The following Book Arts Guild members, who have books in the show, will be present to talk briefly about their work and for you to meet:

Kimber Fisher Dave Hornor Don Myhre Laura Russell Fruma Shrensel


the Book Arts Guild and University of Washington Libraries present

AUTOBIOGRAPHY RED CHARMING

A lecture by EMILY K. LARNED
Wednesday, October 13, 2004, 7:00-9:00 PM
NEW Special Collections classroom, Allen Library, North Wing, Basement,
UW
CAMPUS, Seattle

Emily K. Larned received her BA with High Honors from Wesleyan University, and apprenticed with letterpress printer & publisher Robin Price in Middletown, CT. She is the Vice President of Booklyn, a not-for-profit artist alliance based in Brooklyn, NY, where she also lives and works. Her artist books are in over forty public collections, and have been in many group exhibitions, including in 2004 "Open House: Working in Brooklyn" at the Brooklyn Museum and "Making Meaning" at the Kansas City Art Institute. Her debut solo show, "Retrospective Red Charming," is currently up through December 10 at the Parsons School of Design Library in New York City. Red Charming is the production label for all her projects, which focus on the representation of the world by the arts and sciences and seek to show the strangeness of everything we assume to be ordinary. Emily will be talking about her own work and is bringing books to handle. She will also talk about Booklyn and give BAG an introduction to this fine artists' cooperative.
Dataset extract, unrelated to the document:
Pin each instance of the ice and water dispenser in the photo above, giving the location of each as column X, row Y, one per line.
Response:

the Book Arts Guild and University of Washington Libraries present

A Holiday Paper Ornament Show & Tell
Monday, November 22, 2004, 7-9 pm
Maps/Special Collections Classroom
Allen Library North Basement

Begin the holiday season with an informal gathering to share and learn to make
paper ornaments. The event will use BAG's popular show & tell format. Members are invited to bring any examples of (traditional or not) holiday decorations, keepsakes, boxes, etc. that they have made. Please share pieces whose construction can be easily demonstrated, and if possible, please bring extra copies of instructions to share with others.